TAXI!!!!

Here’s my review, courtesy of The Dispatch

The Taxi That Hurried
By Lucy Sprague Mitchell
Irma Simonton Black and Jessie Stanton
Pictures by Tibor Gergely
Published in 1943 by Golden Books

This children’s story is about a cute little yellow taxi with red stripes all around its body that lives and drives in some vaguely Philadelphia-ish American city circa WWII.

“It was a smart little taxi. For it could start fast-jerk-whizz!! It could tear along the street-whizz-squeak!! It could stop fast-squeak-jerk!! Its driver’s name was Bill. Together they made a speedy pair.”

While enjoying a smoke at his hackstand, our driver Bill is approached by a woman and her son who are running late and need a ride to the train station. On their journey, Bill drives like a maniac and they get stopped by the police, blocked by a coal truck and finally stuck in a traffic jam. Like all good cabbies, Bill lays into the horn to clear those pesky other vehicles and somehow ekes through the masses around the station and gets the family to their train with seconds to spare.

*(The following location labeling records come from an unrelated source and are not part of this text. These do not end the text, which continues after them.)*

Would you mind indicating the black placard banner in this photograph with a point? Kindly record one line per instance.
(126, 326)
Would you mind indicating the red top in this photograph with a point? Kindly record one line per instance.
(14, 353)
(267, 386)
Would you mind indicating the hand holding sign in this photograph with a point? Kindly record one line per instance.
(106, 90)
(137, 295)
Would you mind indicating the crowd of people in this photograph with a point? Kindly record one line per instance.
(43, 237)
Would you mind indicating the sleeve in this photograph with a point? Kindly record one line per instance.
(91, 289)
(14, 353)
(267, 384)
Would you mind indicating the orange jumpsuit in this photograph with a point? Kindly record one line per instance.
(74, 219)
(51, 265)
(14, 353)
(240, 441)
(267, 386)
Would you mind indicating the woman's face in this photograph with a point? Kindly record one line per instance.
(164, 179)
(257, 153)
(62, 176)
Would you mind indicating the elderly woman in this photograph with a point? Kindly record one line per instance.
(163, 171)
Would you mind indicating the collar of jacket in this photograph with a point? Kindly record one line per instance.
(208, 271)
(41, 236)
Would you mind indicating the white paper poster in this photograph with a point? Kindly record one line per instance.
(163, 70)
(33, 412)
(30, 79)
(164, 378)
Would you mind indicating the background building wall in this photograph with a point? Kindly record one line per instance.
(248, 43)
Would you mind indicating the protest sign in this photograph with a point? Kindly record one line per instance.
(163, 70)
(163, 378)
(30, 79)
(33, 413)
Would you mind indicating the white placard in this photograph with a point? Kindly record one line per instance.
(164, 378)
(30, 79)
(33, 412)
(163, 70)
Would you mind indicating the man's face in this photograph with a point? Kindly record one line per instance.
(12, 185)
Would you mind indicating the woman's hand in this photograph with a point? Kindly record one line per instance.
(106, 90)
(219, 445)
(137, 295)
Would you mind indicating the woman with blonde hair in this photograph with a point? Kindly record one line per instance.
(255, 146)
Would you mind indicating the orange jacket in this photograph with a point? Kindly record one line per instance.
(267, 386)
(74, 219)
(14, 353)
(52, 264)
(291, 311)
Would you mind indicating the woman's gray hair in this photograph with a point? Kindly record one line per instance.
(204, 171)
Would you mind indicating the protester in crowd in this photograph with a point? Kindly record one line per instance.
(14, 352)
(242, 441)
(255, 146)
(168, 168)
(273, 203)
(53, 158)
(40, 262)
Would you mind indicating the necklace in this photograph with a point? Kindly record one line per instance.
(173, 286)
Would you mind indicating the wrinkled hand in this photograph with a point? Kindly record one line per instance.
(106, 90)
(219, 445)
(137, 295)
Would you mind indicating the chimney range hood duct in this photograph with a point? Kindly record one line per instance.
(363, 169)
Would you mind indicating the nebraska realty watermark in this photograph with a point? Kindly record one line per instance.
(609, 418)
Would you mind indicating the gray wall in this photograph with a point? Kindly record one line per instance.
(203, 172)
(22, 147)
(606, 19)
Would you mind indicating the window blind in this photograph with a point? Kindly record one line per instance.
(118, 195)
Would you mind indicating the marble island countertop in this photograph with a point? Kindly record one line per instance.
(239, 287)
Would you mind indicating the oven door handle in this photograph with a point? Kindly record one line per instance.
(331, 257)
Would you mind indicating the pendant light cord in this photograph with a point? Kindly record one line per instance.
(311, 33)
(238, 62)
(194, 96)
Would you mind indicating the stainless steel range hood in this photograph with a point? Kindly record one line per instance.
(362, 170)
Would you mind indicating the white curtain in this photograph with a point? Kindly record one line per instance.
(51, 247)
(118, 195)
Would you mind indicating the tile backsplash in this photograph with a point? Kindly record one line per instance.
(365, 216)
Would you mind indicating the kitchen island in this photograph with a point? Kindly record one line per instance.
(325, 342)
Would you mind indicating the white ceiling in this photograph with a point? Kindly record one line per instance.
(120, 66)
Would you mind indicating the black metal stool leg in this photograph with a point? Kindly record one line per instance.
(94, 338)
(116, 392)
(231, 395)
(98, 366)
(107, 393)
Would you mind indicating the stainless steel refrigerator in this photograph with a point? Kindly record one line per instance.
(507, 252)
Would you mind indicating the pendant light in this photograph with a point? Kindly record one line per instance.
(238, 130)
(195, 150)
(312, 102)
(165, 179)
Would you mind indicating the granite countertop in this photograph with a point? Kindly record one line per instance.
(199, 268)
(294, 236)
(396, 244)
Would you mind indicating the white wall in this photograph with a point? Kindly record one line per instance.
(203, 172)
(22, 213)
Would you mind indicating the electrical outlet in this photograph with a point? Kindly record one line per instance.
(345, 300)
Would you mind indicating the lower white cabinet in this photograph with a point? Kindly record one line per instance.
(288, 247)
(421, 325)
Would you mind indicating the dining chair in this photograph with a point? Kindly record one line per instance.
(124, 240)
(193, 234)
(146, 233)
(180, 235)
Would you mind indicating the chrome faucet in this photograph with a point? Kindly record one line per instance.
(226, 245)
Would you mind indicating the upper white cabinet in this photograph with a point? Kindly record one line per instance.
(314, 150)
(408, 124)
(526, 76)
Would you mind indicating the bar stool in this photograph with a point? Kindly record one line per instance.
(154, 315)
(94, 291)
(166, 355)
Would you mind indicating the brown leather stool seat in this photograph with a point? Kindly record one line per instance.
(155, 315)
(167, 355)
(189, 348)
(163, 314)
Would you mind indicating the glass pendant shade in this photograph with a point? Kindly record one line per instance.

Terse and thrilling from cover to cover, I was soothed by the cool pastel illustrations of round, clown shaped taxis. In their lyrical, rhyming exchanges, Bill and the mother comment on the taxi industry (“We’re a speedy pair/We can get you there) as well as middle class angst while dealing with Man (“first it’s a cop that makes you stop and now we’re stuck behind a truck”). The ideological climax at the station hammers home two points-how train travel is cold and rigid while automobiles are speedy and flexible-and how man and machine working in tandem can serve the greater good.

(It appears that the reviews of this one at Amazon seem pretty well split about this book. I love this book but understand how someone might really hate it, too.)